LA: Sind Sie Mitglied bei einen "LGBTI- Verein"?

VP: Nein.

LA: Haben Sie sich in Georgien an Rechtsschutzbehörden gewandt?

VP: Nein.

LA: Haben Sie sich jemals in Georgien öffentlich an Demonstrationen beteiligt?

VP: Nein. Es gab einmal am 17.05.2016 eine Demonstration, an welcher ich mich nicht

beteiligte. Sogar kirchliche Würdeträger waren dabei und sind gegen homosexuelle

Menschen vorgegangen.
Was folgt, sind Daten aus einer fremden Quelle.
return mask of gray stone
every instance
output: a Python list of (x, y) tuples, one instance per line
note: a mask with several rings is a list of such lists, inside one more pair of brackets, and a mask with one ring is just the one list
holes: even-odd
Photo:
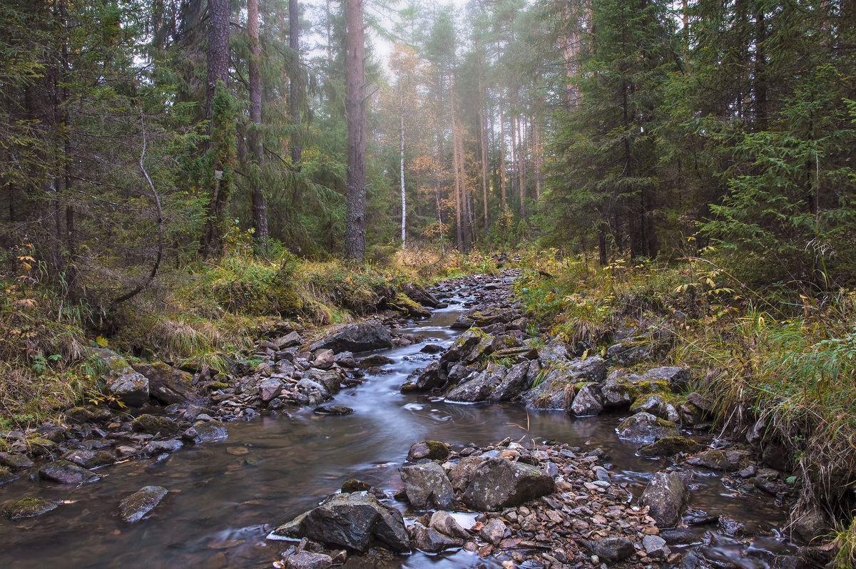
[(134, 419), (131, 429), (136, 433), (168, 436), (178, 432), (178, 424), (169, 417), (158, 417), (146, 413)]
[(203, 442), (225, 441), (229, 438), (229, 431), (219, 421), (197, 421), (193, 427), (181, 433), (181, 438), (198, 445)]
[(315, 358), (312, 359), (312, 367), (317, 367), (320, 370), (329, 370), (333, 367), (334, 360), (333, 350), (318, 350), (315, 353)]
[(265, 403), (279, 397), (282, 393), (282, 381), (277, 377), (267, 377), (259, 382), (259, 396)]
[(112, 350), (91, 349), (107, 368), (104, 379), (110, 395), (131, 407), (139, 407), (149, 400), (149, 380), (146, 376), (135, 371), (124, 358)]
[(642, 538), (642, 547), (648, 557), (652, 559), (666, 559), (672, 553), (666, 545), (666, 540), (659, 536), (645, 536)]
[(556, 491), (556, 481), (538, 467), (506, 459), (485, 459), (470, 477), (463, 501), (478, 510), (519, 506)]
[(116, 462), (113, 453), (105, 450), (69, 450), (62, 455), (62, 459), (74, 462), (83, 468), (97, 468)]
[(636, 553), (633, 542), (627, 537), (607, 537), (591, 541), (581, 539), (579, 542), (602, 561), (621, 561)]
[(274, 530), (272, 536), (305, 536), (365, 553), (376, 538), (396, 553), (410, 550), (401, 513), (366, 492), (335, 494), (318, 507)]
[(178, 439), (152, 441), (143, 447), (142, 453), (146, 456), (154, 456), (155, 454), (163, 454), (164, 453), (175, 453), (183, 446), (184, 443)]
[(21, 500), (10, 500), (3, 504), (3, 515), (9, 519), (22, 519), (24, 518), (35, 518), (43, 513), (47, 513), (51, 510), (59, 507), (62, 502), (45, 498), (21, 498)]
[(442, 441), (423, 441), (410, 445), (407, 451), (407, 460), (416, 462), (422, 459), (443, 460), (449, 458), (449, 445)]
[(488, 395), (489, 401), (511, 401), (517, 399), (520, 393), (529, 387), (529, 362), (514, 364), (505, 372), (502, 381)]
[(654, 442), (663, 436), (677, 436), (678, 426), (651, 413), (636, 413), (618, 425), (618, 438), (633, 442)]
[(398, 469), (404, 492), (417, 510), (445, 509), (455, 501), (455, 490), (443, 466), (436, 462), (422, 462)]
[(82, 484), (95, 482), (99, 477), (68, 460), (50, 462), (39, 469), (39, 477), (60, 484)]
[(499, 518), (491, 518), (484, 527), (481, 529), (479, 535), (485, 542), (493, 543), (494, 545), (498, 545), (502, 538), (505, 537), (506, 531), (508, 530), (508, 526)]
[(452, 548), (460, 548), (464, 540), (441, 533), (431, 527), (425, 527), (414, 522), (407, 528), (411, 546), (427, 553), (439, 553)]
[(340, 324), (330, 329), (327, 335), (309, 347), (315, 352), (324, 348), (333, 352), (367, 352), (383, 347), (392, 347), (392, 336), (386, 326), (378, 320)]
[(119, 502), (119, 517), (128, 524), (140, 521), (160, 503), (168, 492), (163, 486), (142, 487)]
[(574, 396), (569, 411), (577, 417), (597, 415), (603, 410), (601, 401), (600, 386), (597, 383), (586, 383)]
[(428, 527), (437, 530), (440, 533), (445, 536), (450, 536), (452, 537), (460, 537), (461, 539), (469, 539), (469, 532), (464, 529), (458, 521), (452, 517), (449, 512), (444, 512), (443, 510), (435, 512), (431, 514), (431, 521), (428, 523)]
[(193, 376), (163, 362), (134, 364), (134, 370), (149, 380), (149, 394), (163, 405), (195, 403), (201, 396), (193, 387)]
[(640, 501), (660, 527), (674, 527), (681, 520), (687, 485), (675, 472), (657, 472), (645, 486)]
[(447, 401), (474, 403), (487, 400), (493, 390), (502, 381), (505, 368), (491, 365), (473, 379), (461, 383), (446, 394)]
[(324, 554), (300, 551), (282, 558), (286, 569), (330, 569), (333, 558)]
Erst die Polizei löste diese Demonstration auf.

LA: Ist Ihnen bewusst, dass in Georgien homosexuelle Handlungen nicht unter Strafe

stehen - hingegen "Diskriminierung aufgrund der sexuellen Orientierung" unter Strafe

gestellt ist?

VP: Das weiß ich, diese Gesetze werden von Menschen gemacht doch was im realen

Leben passiert, ist etwas anderes.

Anmerkung: LIB Georgien Punkt Sexuelle Minderheiten (LGBTI)
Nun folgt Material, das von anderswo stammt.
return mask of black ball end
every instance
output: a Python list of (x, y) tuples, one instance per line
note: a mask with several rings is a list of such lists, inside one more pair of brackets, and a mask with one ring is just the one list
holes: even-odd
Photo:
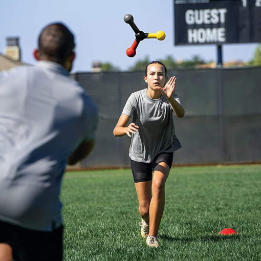
[(132, 21), (133, 21), (133, 16), (131, 14), (126, 14), (124, 15), (124, 21), (127, 24), (130, 24)]

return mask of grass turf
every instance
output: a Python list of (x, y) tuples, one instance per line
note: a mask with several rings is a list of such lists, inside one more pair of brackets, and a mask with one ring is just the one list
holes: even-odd
[(158, 249), (140, 236), (130, 170), (68, 172), (61, 200), (66, 261), (261, 260), (260, 165), (172, 167)]

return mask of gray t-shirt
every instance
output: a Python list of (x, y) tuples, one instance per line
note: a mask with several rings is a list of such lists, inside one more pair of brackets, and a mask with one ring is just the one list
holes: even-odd
[[(180, 104), (174, 93), (173, 97)], [(132, 134), (129, 157), (139, 162), (151, 162), (159, 153), (172, 152), (181, 147), (175, 135), (173, 111), (164, 95), (151, 99), (147, 89), (131, 94), (122, 114), (133, 118), (139, 126), (138, 132)]]
[(0, 100), (0, 220), (51, 231), (61, 224), (67, 159), (94, 139), (97, 107), (64, 68), (47, 61), (1, 72)]

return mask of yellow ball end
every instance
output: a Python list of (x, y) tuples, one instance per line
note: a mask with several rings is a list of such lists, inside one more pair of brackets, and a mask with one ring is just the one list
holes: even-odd
[(162, 31), (158, 31), (156, 33), (156, 36), (158, 40), (162, 41), (162, 40), (164, 40), (165, 39), (166, 35), (165, 34), (165, 33), (164, 32), (162, 32)]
LA: Ich bin mit den Fragen zu den Fluchtgründen soweit fertig. Wollen Sie dazu noch

etwas sagen? Haben Sie alle Ihre Gründe geltend gemacht? Hatten Sie genug Zeit und

Möglichkeit, alle Ihre Gründe geltend zu machen?

VP: Nein. Ich konnte alles schildern.

LA: Sie leben in einer betreuten Unterkunft der Grundversorgung in XXXX. Stimmt

das?

VP: Ja.

LA: Haben Sie außerhalb der Betreuungsstelle bereits soziale Kontakte zur

österreichischen Gesellschaft?

VP: Nein.

LA: Betätigen Sie sich bei karitativen Organisationen oder anderen Vereinen?

VP: Nein.

LA: Sprechen Sie Deutsch?

VP: Nein.

LA: Haben Sie in Österreich schon einmal Probleme mit Behörden, Polizei, Gericht oder

anderen Institutionen gehabt?

VP: Nein.

LA: Wurden Sie schon einmal strafgerichtlich verfolgt bzw. verurteilt? Hatten Sie

Probleme mit Verwaltungsbehörden aufgrund schwerer Verwaltungsstraftaten?

VP: Nein.

LA: Haben Sie sich jemals in oder außerhalb von Georgien politisch betätigt, gehören Sie

irgendeiner politischen Organisation oder Partei an?

VP: Nein.

LA: Möchten Sie zu den von Ihnen im Zuge der Befragung gemachten Angaben,

insbesondere zu ihrer Person, Ihrem Reiseweg oder betreffend vorhandener Dokumente,

Fluchtgrund etwas berichtigen, ergänzen oder hinzufügen? Sie werden nochmals darauf

hingewiesen, dass Ihre Angaben die Grundlage für die Entscheidung im Asylverfahren sind

und dass hervorkommende Widersprüche, Abweichungen von bereits getätigten Angaben

oder sonstige Tatsachenabweichungen ihre Glaubwürdigkeit maßgeblich beeinflussen.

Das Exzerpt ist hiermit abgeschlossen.